The fund, which is organized as a 501(c)3 non-profit, operates as a permit bank under the presidency of Vito Giacalone, and was capitalized with $12 million in a 2007 mitigation grant from the state for sacrificing Grade A fishing and lobstering grounds to a liquefied natural gas terminal just offshore.
The impetus for the decision of the fund to employ Harshbarger was an undercurrent of allegations and questions about the propriety of decisions made by the fund, which has a small board — four members including Giacalone — with interlocking tied to the Gloucester-based Northeast Seafood Coalition and numerous nonprofit fishing cooperatives organized under the Northeast Sector Service Network.
In addition to his role as president of the preservation fund, policy director of the coalition, the region’s largest commercial groundfish industry organization, Giacalone is also an active groundfisherman, and acommercial real estate developer who has redeveloped Fishermen’s Wharf at Harbor Cove. Giacalone’s three sons operate an arm of BASE, the region’s largest auction from Fishermen’s Wharf.
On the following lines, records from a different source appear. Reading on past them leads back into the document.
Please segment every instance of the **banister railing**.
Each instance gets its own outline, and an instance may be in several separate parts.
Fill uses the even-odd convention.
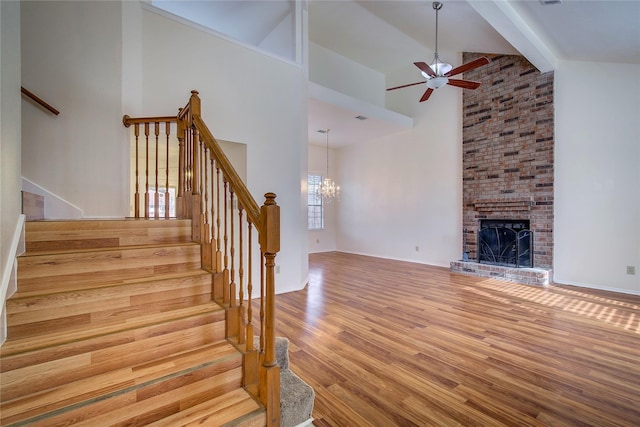
[[[213,273],[212,296],[227,311],[227,339],[244,352],[243,384],[265,406],[267,425],[277,426],[275,257],[280,251],[280,207],[274,193],[265,194],[265,202],[258,205],[200,113],[198,92],[192,91],[175,116],[123,117],[126,127],[133,126],[132,214],[192,220],[202,266]],[[254,266],[254,260],[259,264]],[[260,310],[255,319],[257,282]]]
[[[53,108],[45,100],[43,100],[42,98],[40,98],[38,95],[34,94],[33,92],[25,89],[23,86],[20,86],[20,92],[22,92],[23,95],[25,95],[28,98],[30,98],[31,100],[33,100],[36,104],[38,104],[41,107],[43,107],[45,110],[49,111],[51,114],[56,115],[56,116],[58,114],[60,114],[60,111],[58,111],[55,108]]]

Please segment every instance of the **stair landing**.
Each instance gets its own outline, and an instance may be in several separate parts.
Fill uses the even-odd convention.
[[[263,426],[188,220],[26,223],[3,426]]]

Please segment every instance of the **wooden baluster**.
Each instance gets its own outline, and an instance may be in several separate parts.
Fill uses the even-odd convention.
[[[229,220],[229,227],[231,229],[231,244],[229,252],[231,254],[231,282],[229,283],[229,310],[227,311],[227,336],[228,337],[237,337],[238,336],[238,289],[236,284],[236,240],[235,240],[235,227],[233,222],[233,201],[234,201],[234,192],[233,188],[229,187],[229,210],[231,215]]]
[[[170,208],[171,208],[171,200],[169,199],[171,196],[169,194],[169,135],[171,134],[171,122],[165,122],[164,131],[167,135],[167,155],[165,157],[165,184],[164,184],[164,217],[169,218]]]
[[[220,267],[217,259],[216,259],[216,252],[218,250],[218,247],[216,245],[216,230],[215,230],[215,226],[214,226],[214,221],[215,221],[215,214],[216,214],[216,208],[215,208],[215,183],[216,183],[216,179],[215,176],[213,175],[213,170],[215,167],[215,160],[213,158],[213,153],[209,153],[210,154],[210,161],[211,161],[211,269],[213,271],[218,271],[218,268]]]
[[[242,238],[243,209],[238,202],[238,344],[245,343],[245,307],[244,307],[244,240]]]
[[[191,213],[192,213],[192,220],[191,221],[191,238],[193,239],[194,242],[202,242],[202,234],[201,234],[201,229],[202,229],[202,203],[201,203],[201,197],[200,197],[200,185],[201,185],[201,179],[200,179],[200,167],[201,167],[201,162],[200,162],[200,158],[202,157],[200,155],[200,149],[202,147],[202,143],[200,141],[200,133],[198,131],[198,129],[192,128],[192,136],[193,136],[193,146],[192,146],[192,155],[193,155],[193,168],[192,168],[192,173],[193,173],[193,184],[191,186],[191,195],[192,195],[192,199],[191,199]]]
[[[138,162],[139,162],[139,154],[138,154],[138,137],[140,136],[140,124],[136,123],[133,126],[133,133],[136,136],[136,193],[133,196],[133,210],[135,218],[140,218],[140,175],[138,173]]]
[[[202,226],[202,243],[203,243],[203,248],[202,248],[202,265],[204,268],[208,268],[208,269],[212,269],[212,262],[211,262],[211,232],[209,229],[209,173],[208,173],[208,159],[209,156],[209,149],[205,146],[204,147],[204,154],[202,156],[202,163],[203,163],[203,187],[204,187],[204,199],[203,199],[203,204],[202,204],[202,208],[203,208],[203,213],[201,215],[203,215],[203,226]],[[213,169],[211,170],[211,173],[213,175]]]
[[[158,188],[158,146],[160,143],[160,122],[155,122],[155,135],[156,135],[156,192],[153,195],[153,216],[154,218],[160,218],[160,189]]]
[[[229,235],[228,231],[228,221],[227,221],[227,180],[222,177],[224,181],[224,194],[222,198],[224,200],[224,269],[222,270],[222,282],[223,282],[223,301],[225,304],[229,304]]]
[[[253,345],[253,226],[247,220],[247,351],[254,350]]]
[[[216,164],[216,265],[222,268],[222,245],[220,243],[220,168]]]
[[[260,239],[260,235],[258,235]],[[265,286],[264,286],[264,252],[260,249],[260,352],[264,355],[264,298],[265,298]]]
[[[184,120],[178,121],[178,194],[176,195],[176,216],[178,218],[184,218],[184,158],[185,158],[185,150],[184,150],[184,138],[185,138],[185,126]]]
[[[244,385],[249,386],[258,383],[258,367],[260,365],[260,355],[254,344],[253,329],[253,225],[247,215],[247,322],[245,326],[245,355],[244,355]]]
[[[149,218],[149,122],[144,124],[146,147],[145,186],[144,186],[144,217]]]

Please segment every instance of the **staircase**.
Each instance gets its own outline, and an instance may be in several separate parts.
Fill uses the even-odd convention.
[[[258,205],[200,105],[194,90],[176,116],[123,117],[135,218],[26,224],[0,425],[311,422],[275,336],[276,195]]]
[[[263,426],[191,220],[26,224],[2,426]]]

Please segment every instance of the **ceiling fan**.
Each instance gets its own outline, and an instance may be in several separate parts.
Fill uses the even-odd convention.
[[[462,64],[459,67],[453,68],[450,64],[446,62],[442,62],[440,60],[440,56],[438,55],[438,11],[442,9],[442,3],[439,1],[433,2],[433,9],[436,11],[436,52],[433,57],[433,62],[431,65],[428,65],[426,62],[414,62],[413,64],[420,69],[422,72],[422,76],[427,79],[425,81],[420,81],[416,83],[409,83],[407,85],[396,86],[387,89],[396,90],[402,89],[409,86],[415,86],[423,83],[427,83],[427,90],[420,98],[420,102],[424,102],[433,93],[434,89],[439,89],[444,85],[451,85],[461,87],[463,89],[477,89],[480,86],[479,82],[473,82],[471,80],[461,80],[461,79],[452,79],[451,77],[464,73],[465,71],[470,71],[475,68],[478,68],[482,65],[486,65],[489,63],[489,60],[486,57],[475,59],[471,62],[467,62],[466,64]]]

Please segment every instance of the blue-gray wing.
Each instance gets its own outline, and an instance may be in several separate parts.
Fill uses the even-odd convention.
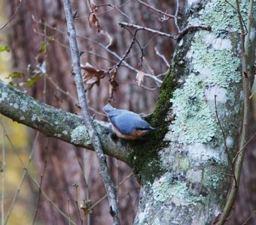
[[[135,130],[151,129],[150,124],[133,112],[116,110],[108,115],[109,120],[122,134],[131,135]]]

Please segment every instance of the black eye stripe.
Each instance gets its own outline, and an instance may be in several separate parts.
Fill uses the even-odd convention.
[[[149,128],[136,128],[137,130],[149,130]]]

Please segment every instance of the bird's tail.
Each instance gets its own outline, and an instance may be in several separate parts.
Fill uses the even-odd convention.
[[[114,108],[110,104],[107,104],[102,109],[105,114],[108,114],[111,111],[114,110]]]
[[[148,128],[148,130],[157,130],[157,128],[150,126],[150,127]]]

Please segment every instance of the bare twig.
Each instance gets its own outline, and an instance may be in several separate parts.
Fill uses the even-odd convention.
[[[1,122],[1,121],[0,121],[0,122]],[[3,130],[4,130],[4,132],[5,132],[5,136],[7,137],[7,139],[8,139],[8,142],[9,142],[9,143],[10,143],[10,145],[11,145],[11,148],[12,148],[12,150],[15,152],[15,154],[17,154],[17,158],[18,158],[18,159],[19,159],[19,161],[20,161],[20,164],[22,165],[22,166],[23,166],[23,170],[24,170],[24,172],[26,172],[26,174],[27,174],[29,176],[29,178],[31,178],[31,180],[33,182],[33,183],[35,184],[35,185],[38,188],[40,188],[40,185],[39,185],[39,184],[37,182],[37,181],[30,175],[30,173],[29,172],[29,171],[28,171],[28,166],[29,166],[29,162],[31,161],[31,159],[32,159],[32,157],[30,157],[30,156],[32,156],[32,152],[34,151],[33,149],[35,149],[35,142],[36,142],[36,141],[37,141],[37,139],[38,139],[38,134],[39,134],[39,132],[37,132],[36,133],[36,136],[35,136],[35,141],[34,141],[34,142],[33,142],[33,147],[32,147],[32,150],[31,151],[31,153],[30,153],[30,155],[29,155],[29,160],[28,160],[28,162],[27,162],[27,164],[26,164],[26,165],[25,165],[24,164],[24,163],[23,162],[23,160],[22,160],[22,159],[21,159],[21,158],[20,158],[20,154],[19,154],[19,152],[17,151],[17,149],[14,148],[14,145],[13,145],[13,143],[12,143],[12,142],[11,142],[11,139],[10,139],[10,137],[9,137],[9,136],[8,136],[8,134],[7,134],[7,132],[6,132],[6,130],[5,130],[5,127],[2,125],[2,124],[1,123],[1,125],[2,126],[2,128],[3,128]],[[23,173],[23,176],[22,176],[22,178],[21,178],[21,182],[23,182],[23,180],[24,180],[24,178],[23,178],[23,176],[24,176],[24,173]],[[19,191],[20,191],[20,187],[21,187],[21,185],[20,185],[20,185],[19,185],[19,188],[18,188],[18,190],[19,190]],[[67,220],[69,220],[69,221],[70,220],[70,223],[72,224],[72,225],[77,225],[74,221],[72,221],[72,220],[70,220],[70,218],[69,218],[69,217],[61,210],[61,209],[59,209],[59,208],[49,198],[49,196],[47,195],[47,194],[41,189],[41,194],[43,194],[43,195],[45,196],[45,198],[47,199],[47,200],[53,206],[53,208],[61,214],[61,215],[62,215],[65,218],[66,218]],[[16,195],[16,194],[15,194]],[[14,196],[15,197],[15,196]],[[17,196],[16,196],[16,198],[17,198]],[[11,206],[10,206],[10,208],[9,208],[9,210],[11,209]],[[11,212],[10,212],[11,213]],[[6,218],[5,219],[5,224],[7,224],[7,220],[8,220],[8,218]]]
[[[92,144],[99,160],[101,175],[104,184],[108,193],[108,202],[110,206],[110,213],[113,218],[114,224],[120,224],[120,213],[117,203],[115,188],[110,178],[109,172],[106,163],[105,156],[100,143],[97,133],[95,131],[91,117],[89,115],[89,109],[84,94],[81,67],[80,67],[80,54],[76,40],[74,18],[72,15],[71,4],[69,0],[63,0],[64,10],[67,20],[68,31],[69,34],[69,44],[73,64],[73,70],[75,74],[75,82],[78,94],[79,104],[83,112],[83,117],[86,126],[88,129],[89,136],[91,139]]]
[[[139,25],[136,25],[136,24],[133,24],[133,23],[128,23],[128,22],[119,22],[119,24],[121,27],[123,27],[123,26],[133,27],[133,28],[135,28],[138,30],[147,31],[147,32],[151,32],[153,34],[158,34],[158,35],[160,35],[160,36],[166,37],[168,38],[171,38],[171,39],[173,39],[173,40],[181,39],[185,34],[187,34],[189,32],[197,31],[199,29],[203,29],[203,30],[206,30],[206,31],[211,30],[211,27],[209,26],[193,25],[193,26],[190,26],[188,27],[186,27],[185,28],[181,30],[178,34],[178,35],[172,35],[172,34],[170,34],[164,33],[164,32],[160,32],[160,31],[157,31],[157,30],[148,28],[148,27],[141,26]]]
[[[175,17],[174,17],[174,23],[175,23],[175,27],[177,28],[178,33],[179,33],[181,32],[181,30],[179,28],[179,26],[178,24],[178,13],[179,13],[179,0],[176,0],[176,11],[175,11]]]
[[[236,11],[236,13],[238,14],[239,15],[239,22],[241,22],[240,23],[240,26],[242,25],[243,28],[245,29],[245,32],[244,32],[244,35],[246,35],[247,33],[248,33],[248,30],[247,30],[247,26],[246,26],[246,24],[245,24],[245,20],[243,20],[242,16],[242,14],[241,14],[241,12],[239,10],[239,9],[236,8],[235,6],[233,6],[230,2],[229,2],[227,0],[225,0],[225,2],[229,4]],[[236,4],[236,7],[237,7],[237,4]],[[242,28],[242,29],[243,29]]]
[[[7,25],[11,22],[11,20],[14,19],[14,16],[16,15],[17,12],[18,11],[18,10],[19,10],[19,8],[20,8],[20,7],[21,2],[22,2],[22,0],[20,0],[20,3],[19,3],[18,6],[17,7],[17,8],[16,8],[14,13],[14,14],[12,14],[12,16],[10,17],[10,19],[8,20],[8,22],[2,27],[2,28],[0,28],[0,31],[1,31],[2,29],[3,29],[5,27],[6,27]]]
[[[183,38],[184,35],[186,35],[188,32],[197,32],[198,30],[205,30],[210,32],[211,29],[212,29],[211,26],[207,25],[191,25],[184,28],[183,30],[180,31],[180,32],[176,36],[175,40],[180,40],[181,38]]]
[[[2,120],[2,118],[1,118]],[[5,224],[5,131],[2,130],[2,202],[1,202],[1,224]]]
[[[112,8],[113,9],[116,10],[117,11],[118,11],[119,13],[120,13],[124,17],[127,18],[130,22],[133,22],[133,20],[129,17],[129,16],[127,16],[125,13],[123,13],[121,10],[119,9],[119,8],[120,8],[120,6],[119,7],[115,7],[114,5],[112,5],[111,4],[97,4],[96,7],[101,7],[101,6],[108,6]],[[105,12],[104,12],[105,13]],[[99,13],[99,14],[96,14],[96,15],[99,15],[102,13]]]
[[[38,24],[43,25],[43,23],[42,23],[41,21],[36,20],[33,16],[32,16],[32,20],[33,20],[35,22],[37,22],[37,23],[38,23]],[[66,35],[66,34],[67,34],[66,32],[62,32],[62,31],[59,30],[58,28],[56,28],[56,27],[53,27],[53,26],[50,26],[50,25],[48,25],[48,24],[47,25],[47,26],[49,28],[53,29],[53,30],[54,30],[54,31],[56,31],[56,32],[59,32],[59,33],[61,33],[61,34],[64,34],[64,35]],[[36,34],[39,34],[39,35],[44,36],[44,34],[41,34],[41,33],[40,33],[40,32],[36,32],[35,30],[34,30],[34,32],[35,32]],[[101,48],[104,49],[107,52],[110,53],[111,55],[112,55],[114,57],[115,57],[115,58],[117,58],[118,60],[120,60],[120,59],[122,58],[122,57],[121,57],[120,56],[119,56],[119,55],[117,54],[115,52],[113,52],[113,51],[111,51],[111,50],[110,50],[108,49],[108,46],[105,46],[104,44],[101,44],[101,43],[99,43],[99,42],[98,42],[98,41],[93,40],[91,40],[91,39],[90,39],[90,38],[87,38],[87,37],[84,37],[84,36],[76,35],[76,37],[77,37],[77,38],[81,38],[81,39],[84,39],[84,40],[88,40],[88,41],[90,41],[90,42],[91,42],[91,43],[93,43],[93,44],[96,44],[96,45],[99,46]],[[48,37],[48,38],[50,38],[51,37]],[[54,42],[56,42],[56,44],[59,44],[60,46],[63,46],[63,47],[65,47],[65,48],[69,50],[69,46],[66,46],[65,44],[60,43],[59,41],[55,40],[53,38],[51,38],[50,40],[53,40],[53,41],[54,41]],[[114,62],[114,61],[111,60],[111,59],[109,59],[109,58],[105,58],[105,57],[103,57],[103,56],[99,56],[99,55],[98,55],[98,54],[96,54],[96,53],[94,53],[94,52],[88,52],[88,51],[84,51],[84,52],[85,53],[87,53],[87,54],[90,54],[90,55],[92,55],[92,56],[96,56],[96,57],[98,57],[98,58],[102,58],[102,59],[104,59],[104,60],[107,60],[107,61],[108,61],[108,62],[114,62],[114,63],[117,63],[117,62]],[[137,70],[136,68],[133,68],[131,64],[130,64],[129,63],[127,63],[126,61],[123,61],[123,65],[124,67],[127,68],[128,69],[130,69],[130,70],[134,71],[134,72],[138,73],[138,72],[139,71],[139,70]],[[162,76],[162,74],[159,74],[159,75]],[[161,84],[161,83],[163,82],[163,81],[162,81],[161,80],[160,80],[160,79],[157,78],[157,76],[159,76],[159,75],[154,76],[154,75],[150,74],[148,74],[148,73],[145,73],[145,76],[148,76],[148,77],[149,77],[149,78],[154,80],[155,82],[157,82],[158,84]]]
[[[163,12],[162,10],[159,10],[159,9],[157,9],[157,8],[154,8],[152,5],[150,5],[150,4],[148,4],[145,3],[145,2],[144,2],[142,1],[142,0],[136,0],[136,1],[139,2],[140,4],[142,4],[145,5],[145,6],[146,6],[146,7],[148,7],[148,8],[151,9],[152,10],[154,10],[154,11],[157,12],[158,14],[162,14],[162,15],[164,15],[164,16],[167,16],[167,17],[169,17],[169,18],[172,18],[172,19],[175,18],[175,16],[174,16],[173,15],[171,15],[171,14],[169,14]]]
[[[19,158],[19,160],[20,160],[20,164],[22,164],[22,166],[23,166],[23,167],[24,169],[24,172],[23,172],[23,176],[21,177],[21,179],[20,179],[18,188],[17,188],[17,191],[16,191],[15,194],[14,194],[14,198],[12,200],[12,202],[11,202],[11,206],[9,207],[9,209],[8,211],[8,214],[7,214],[7,216],[6,216],[6,218],[5,218],[5,224],[6,224],[7,222],[8,221],[8,219],[9,219],[11,212],[13,208],[14,208],[14,203],[15,203],[15,202],[16,202],[16,200],[17,200],[17,199],[18,197],[18,195],[20,194],[21,187],[22,187],[22,185],[23,184],[23,182],[25,180],[26,175],[28,174],[28,168],[29,168],[29,166],[30,162],[32,160],[32,155],[33,155],[35,149],[35,146],[36,146],[36,143],[37,143],[37,141],[38,141],[39,132],[38,131],[36,132],[35,138],[35,140],[34,140],[34,142],[33,142],[33,146],[32,148],[32,150],[31,150],[31,152],[30,152],[30,154],[29,154],[29,160],[28,160],[26,164],[25,165],[23,164],[23,162],[22,161],[22,160],[21,160],[18,152],[17,152],[16,148],[14,147],[14,146],[13,146],[13,144],[12,144],[12,142],[11,141],[11,139],[9,138],[9,136],[8,135],[8,134],[7,134],[7,132],[5,130],[5,127],[3,126],[3,124],[2,124],[2,123],[1,122],[0,122],[0,123],[1,123],[2,127],[3,128],[3,130],[4,130],[4,132],[5,132],[5,134],[6,137],[7,137],[7,139],[8,140],[8,141],[9,141],[11,146],[12,149],[14,151],[15,154],[17,155],[17,157]]]
[[[158,51],[157,47],[154,47],[154,50],[156,52],[156,54],[163,59],[163,61],[165,62],[165,64],[166,64],[167,68],[169,68],[169,62],[167,61],[166,58]]]
[[[83,218],[81,216],[80,209],[79,209],[79,206],[78,206],[78,184],[74,184],[73,187],[75,188],[75,205],[77,211],[78,211],[78,217],[79,217],[79,219],[80,219],[81,224],[83,225]]]
[[[122,58],[120,58],[120,60],[117,63],[115,64],[114,65],[111,66],[111,68],[109,68],[108,69],[108,71],[109,72],[110,70],[111,70],[112,69],[114,68],[118,68],[120,64],[122,64],[122,62],[124,61],[124,59],[127,57],[127,56],[129,55],[129,53],[131,51],[131,49],[136,41],[136,34],[137,34],[137,32],[139,30],[136,30],[133,35],[133,39],[131,40],[131,44],[130,44],[128,49],[126,50],[126,52],[124,53],[124,55],[123,56]]]
[[[114,8],[113,9],[111,9],[111,10],[106,10],[106,11],[104,11],[104,12],[97,13],[97,14],[96,14],[96,16],[99,16],[99,15],[100,15],[100,14],[105,14],[105,13],[111,12],[111,11],[113,11],[113,10],[117,10],[117,9],[118,9],[118,8],[121,8],[121,7],[123,7],[123,6],[124,6],[124,5],[126,5],[126,4],[127,4],[128,3],[131,2],[132,1],[133,1],[133,0],[129,0],[129,1],[124,2],[123,4],[122,4],[119,5],[119,6],[114,7]],[[99,6],[99,5],[96,5],[96,6]]]
[[[236,154],[236,156],[234,157],[233,160],[233,163],[234,163],[236,160],[237,156],[241,153],[241,152],[247,146],[247,145],[252,140],[252,139],[256,136],[256,133],[254,133],[251,137],[248,140],[248,141],[245,143],[245,145],[239,150],[237,152]]]
[[[121,181],[118,185],[117,185],[115,188],[117,188],[117,186],[120,186],[122,185],[124,182],[126,180],[127,180],[130,177],[131,177],[131,176],[133,174],[133,172],[132,172],[131,173],[130,173],[123,181]],[[99,199],[98,201],[96,201],[92,206],[90,206],[90,209],[92,209],[93,208],[94,208],[96,206],[97,206],[99,203],[100,203],[102,200],[104,200],[106,197],[108,196],[108,194],[105,194],[105,196],[103,196],[101,199]]]
[[[245,222],[243,222],[243,223],[242,224],[242,225],[246,225],[247,223],[248,222],[248,220],[250,220],[252,218],[252,217],[253,217],[255,214],[256,214],[256,211],[254,211],[254,212],[250,214],[250,216],[245,220]]]
[[[166,37],[166,38],[171,38],[171,39],[174,39],[174,40],[176,39],[176,38],[175,38],[176,36],[175,36],[175,35],[167,34],[167,33],[164,33],[164,32],[161,32],[160,31],[157,31],[157,30],[154,30],[154,29],[145,27],[145,26],[139,26],[139,25],[136,25],[136,24],[133,24],[133,23],[129,23],[129,22],[119,22],[119,25],[121,27],[124,27],[124,26],[132,27],[132,28],[136,28],[137,30],[147,31],[147,32],[151,32],[153,34],[158,34],[158,35],[160,35],[160,36]]]
[[[223,128],[221,126],[221,123],[220,118],[219,118],[218,115],[216,98],[217,98],[217,95],[215,94],[215,114],[216,114],[216,117],[217,117],[218,125],[220,126],[220,128],[221,128],[221,134],[222,134],[222,136],[223,136],[223,140],[224,140],[223,142],[224,142],[224,150],[226,152],[226,154],[227,155],[227,159],[228,159],[228,160],[229,160],[229,162],[230,164],[230,166],[231,166],[232,174],[233,174],[233,178],[234,178],[234,181],[235,181],[235,184],[237,187],[237,182],[236,182],[236,176],[235,176],[235,170],[234,170],[234,167],[233,167],[233,160],[231,159],[230,153],[228,152],[228,148],[227,148],[227,146],[226,135],[225,135],[225,133],[224,132],[224,130],[223,130]]]
[[[227,1],[226,1],[227,2]],[[218,224],[223,225],[226,222],[236,198],[237,192],[238,192],[238,185],[240,182],[240,176],[242,172],[242,162],[245,153],[245,148],[244,146],[246,146],[248,142],[248,121],[249,121],[249,112],[250,112],[250,81],[249,77],[251,74],[248,74],[248,64],[247,62],[247,56],[248,54],[248,44],[245,44],[245,35],[248,33],[247,28],[245,28],[246,32],[245,32],[245,23],[241,16],[240,11],[240,4],[239,0],[236,0],[236,10],[238,13],[239,21],[240,24],[241,28],[241,64],[242,64],[242,89],[243,89],[243,118],[242,118],[242,132],[240,136],[240,141],[239,145],[239,153],[237,154],[236,160],[235,164],[235,177],[236,179],[236,184],[235,183],[234,179],[233,180],[233,184],[231,186],[231,189],[230,191],[230,194],[226,202],[225,207],[223,210],[223,212],[219,218]],[[229,2],[228,2],[229,3]],[[252,16],[252,4],[253,1],[250,2],[249,10],[248,10],[248,18]],[[231,5],[232,6],[232,5]],[[250,22],[250,20],[248,22]],[[249,41],[249,38],[246,39],[246,41]],[[245,48],[245,46],[247,48]],[[252,52],[254,55],[255,52]]]
[[[42,184],[42,182],[43,182],[43,176],[44,176],[44,174],[45,167],[46,167],[46,160],[44,161],[43,171],[42,171],[42,172],[41,174],[41,177],[40,177],[40,183],[39,183],[39,188],[38,188],[38,200],[37,200],[36,203],[35,203],[35,214],[34,214],[32,224],[35,224],[36,214],[38,213],[38,204],[39,204],[40,196],[41,196],[41,184]]]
A press release by the preservation fund Tuesday did not address the reason for acting to resolve the rumors and insinuations of insider trading now — more than seven months after state Sen. Bruce Tarr and Rep. Ann Margaret Ferrante, the Gloucester legislative delegation, wrote to Giacalone as president of the fund, and former Mayor John Bell, as chairman of the board of the seafood coalition, urging the two interlocked organizations to “seek legal counsel concerning their respective organizations.”
The existence of the letter was first reported in the Times last July. Tarr and Ferrante wrote to Giacalone and Bell following a meeting they initiated to informally share their receipt of “phone calls from some in the industry complaining that there were conflicts of interests and unfair business advantages as a result of some, most notably Vito Giacalone, wearing too many hats.”
The announcement by the preservation fund quoted Harshbarger as being determined to “get to the bottom of these vague but serious allegations made by some in the community about the governance of the fund and the perceptions they have created.”
The fund also reported that Harshbarger, who was attorney general for two terms, 1991-1999, “has already begun analyzing internal operations of the fund and interviewing board members. The review will also include interviews with community leaders and others in the fishing community,” the preservation fund’s statement announced.